TEST SETUP AND METHODOLOGY
In testing all enterprise drives we focus on long term stability. In doing so, we stress products not only to their maximum rates, but also with workloads suited to enterprise environments. We use many off-the-shelf tests to determine performance, but we also have specialized tests to explore specific behaviors we encounter. With enterprise drives, you will see that we do not focus on many consumer level use-cases.
When testing SSDs, the drive is purged and then preconditioned into a steady state before capturing its performance results. We also take advantage of a dedicated HBA and disable all write caching on the DUT, this ensures consistent results that are complaint with SNIA standards. Our hope is that we present tangible results that provide relevant information to the buying public.
SYSTEM COMPONENTS
PC CHASSIS: | Thermaltake Urban T81 |
MOTHERBOARD: | ASRock X99 WS-E |
CPU: | Intel Xeon E5-2690 v3 |
CPU COOLER: | Thermaltake Water 3.0 Ultimate |
POWER SUPPLY: | Thermaltake Toughpower 1500W Gold |
GRAPHICS: | MSI GT 720 |
SYSTEM COOLING: | be quiet! Silent Wings 2 |
MEMORY: | Crucial Ballistix Sport DDR4 2400MHz |
STORAGE: | Crucial MX200 500GB |
RAID HBA: | Adaptec 8805 |
HBA DRIVER: | |
OS: | Windows Server 2012 R2 |
HGST ULTRASTAR HE8 FIRMWARE: | A4GNT514 |
This Test Bench build was the result of some great relationships and purchase; our appreciation goes to those who jumped in specifically to help the cause. Key contributors to this build are our friends at ASRock for the motherboard and CPU, be quiet! for the cooling fans, and Thermaltake for the case. We have detailed all components in the table below and they are all linked should you wish to make a duplicate of our system as so many seem to do, or check out the price of any single component. As always, we appreciate your support in any purchase through our links!
Also, a big thank you to Adaptec for supplying us one of their 8805 RAID cards to test out these drives in RAID 0, 5, 6, 10, 50, and 60 configurations. Because there are so many options to configure when setting up an array depending on the end use, we decided to stick with mostly default settings across all RAID arrays. The performance mode was set to Dynamic, write back and read cache was enabled per each array, power savings was disabled, and the stripe size was set to 256KB.
SNIA IOPS TESTING
The Storage Networking Industry Association has an entire industry accepted performance test specification for solid state storage devices. Some of the tests are complicated to perform, but they allow us to look at some important performance metrics in a standard, objective way.

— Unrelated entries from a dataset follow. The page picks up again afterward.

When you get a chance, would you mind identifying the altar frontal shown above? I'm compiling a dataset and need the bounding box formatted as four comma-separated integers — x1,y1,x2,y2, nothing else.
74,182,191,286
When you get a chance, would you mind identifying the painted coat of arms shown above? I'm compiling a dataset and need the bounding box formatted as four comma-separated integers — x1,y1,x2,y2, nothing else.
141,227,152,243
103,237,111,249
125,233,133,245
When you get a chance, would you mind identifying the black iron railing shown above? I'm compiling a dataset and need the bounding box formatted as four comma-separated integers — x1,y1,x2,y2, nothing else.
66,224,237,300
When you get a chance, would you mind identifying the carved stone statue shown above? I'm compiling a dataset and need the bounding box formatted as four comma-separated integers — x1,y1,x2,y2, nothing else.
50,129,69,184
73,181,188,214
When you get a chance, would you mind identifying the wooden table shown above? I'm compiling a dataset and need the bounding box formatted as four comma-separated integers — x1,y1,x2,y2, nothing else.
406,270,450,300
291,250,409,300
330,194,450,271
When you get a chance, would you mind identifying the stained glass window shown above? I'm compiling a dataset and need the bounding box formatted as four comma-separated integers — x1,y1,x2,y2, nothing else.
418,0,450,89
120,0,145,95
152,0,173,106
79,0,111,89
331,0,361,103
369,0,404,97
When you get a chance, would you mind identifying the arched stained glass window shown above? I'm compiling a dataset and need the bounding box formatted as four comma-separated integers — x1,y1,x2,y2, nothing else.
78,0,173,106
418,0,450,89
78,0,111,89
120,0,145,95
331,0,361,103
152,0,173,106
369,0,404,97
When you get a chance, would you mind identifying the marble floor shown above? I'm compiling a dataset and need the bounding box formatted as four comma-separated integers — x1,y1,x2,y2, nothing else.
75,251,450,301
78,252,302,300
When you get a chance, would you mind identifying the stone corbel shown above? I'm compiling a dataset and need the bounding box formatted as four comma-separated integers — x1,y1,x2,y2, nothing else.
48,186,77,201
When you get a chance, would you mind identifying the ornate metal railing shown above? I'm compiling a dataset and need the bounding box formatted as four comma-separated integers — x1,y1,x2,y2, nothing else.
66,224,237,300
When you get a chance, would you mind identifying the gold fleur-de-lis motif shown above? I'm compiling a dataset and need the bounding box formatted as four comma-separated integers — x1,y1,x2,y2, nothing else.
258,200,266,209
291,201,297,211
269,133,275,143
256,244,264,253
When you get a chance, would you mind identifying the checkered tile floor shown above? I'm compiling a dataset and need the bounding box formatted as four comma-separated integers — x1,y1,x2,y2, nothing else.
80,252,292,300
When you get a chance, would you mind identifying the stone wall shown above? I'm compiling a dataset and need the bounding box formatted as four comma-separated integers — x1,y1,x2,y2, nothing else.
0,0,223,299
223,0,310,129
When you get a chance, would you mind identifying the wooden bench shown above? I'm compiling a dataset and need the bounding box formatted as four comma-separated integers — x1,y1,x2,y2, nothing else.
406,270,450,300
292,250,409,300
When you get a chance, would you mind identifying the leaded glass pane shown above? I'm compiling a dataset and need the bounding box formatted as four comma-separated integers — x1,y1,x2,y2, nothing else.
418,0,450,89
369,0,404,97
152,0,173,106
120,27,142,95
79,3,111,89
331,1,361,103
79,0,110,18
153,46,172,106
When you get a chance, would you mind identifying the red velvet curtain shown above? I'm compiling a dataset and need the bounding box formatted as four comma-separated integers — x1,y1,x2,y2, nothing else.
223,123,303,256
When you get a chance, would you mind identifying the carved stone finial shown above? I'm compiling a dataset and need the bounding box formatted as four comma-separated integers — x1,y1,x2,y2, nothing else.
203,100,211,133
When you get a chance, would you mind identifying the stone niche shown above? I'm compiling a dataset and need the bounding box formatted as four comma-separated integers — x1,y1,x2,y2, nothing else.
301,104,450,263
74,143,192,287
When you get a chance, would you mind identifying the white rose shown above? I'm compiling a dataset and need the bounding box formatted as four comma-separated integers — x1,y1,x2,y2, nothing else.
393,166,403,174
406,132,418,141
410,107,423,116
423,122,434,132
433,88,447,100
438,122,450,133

SNIA’s Performance Test Specification (PTS) includes IOPS testing, but it is much more comprehensive than just running 4KB writes with Iometer. SNIA testing is more like a marathon than a sprint. In total, there are 25 rounds of tests, each lasting 56 minutes. Each round consists of 8 different block sizes (512 bytes through 1MB) and 7 different access patterns (100% reads to 100% writes). After 25 rounds are finished (just a bit longer than 23 hours), we record the average performance of 4 rounds after we enter steady state.
- Purge: Secure Erase, Format Unit, or vender specific
- Preconditioning: 2x capacity fill with 128K sequential writes
- Each round is composed of .5K, 4K, 8K, 16K, 32K, 64K, 128K, and 1MB accesses
- Each access size is run at 100%, 95%, 65%, 50%, 35%, 5%, and 0% Read/Write Mixes, each for one minute.
- The test is composed of 25 rounds (one round takes 56 minutes, 25 rounds = 1,400 minutes)
Unlike our other performance tests, the SNIA tests only last for a relatively short period of time each (1 minute), but they cover many more access patterns and transfer sizes. All tests were done at a QD of 32. While this sort of testing is typical of our SSD reviews, it also serves as a great comparison in the performance differentiation that SSDs offer vs HDDs. Based upon the results we can see that this HDDs performance is very write bias, unlike the SSDs we are used to reviewing, which are typically read bias. Also, total IOPS performance is much lower due to higher latency, as can be seen following.
LATENCY
To specifically measure latency, we use a series of 512b, 4K, and 8K measurements. At each block size, latency is measured for 100% read, 65% read/35% write, and 100% write/0% read mixes.
Here we will be examining the latency of a single HDD. Overall latency at a QD of 32 averaged around 200ms on the 100% read side. As we move down to writes we can see that this native 4KB sector HDD excels in terms of 4KB and 8KB performance, averaging 97ms for full write. However, 512B performance lags behind.
Looking at maximum latency you can start to see more so why HDDs are typically used as secondary storage more and more these days. We see a similar trend as the average latency, 4KB and 8KB maximum latency improves as we move on to full writes and 512B performance isn’t as good.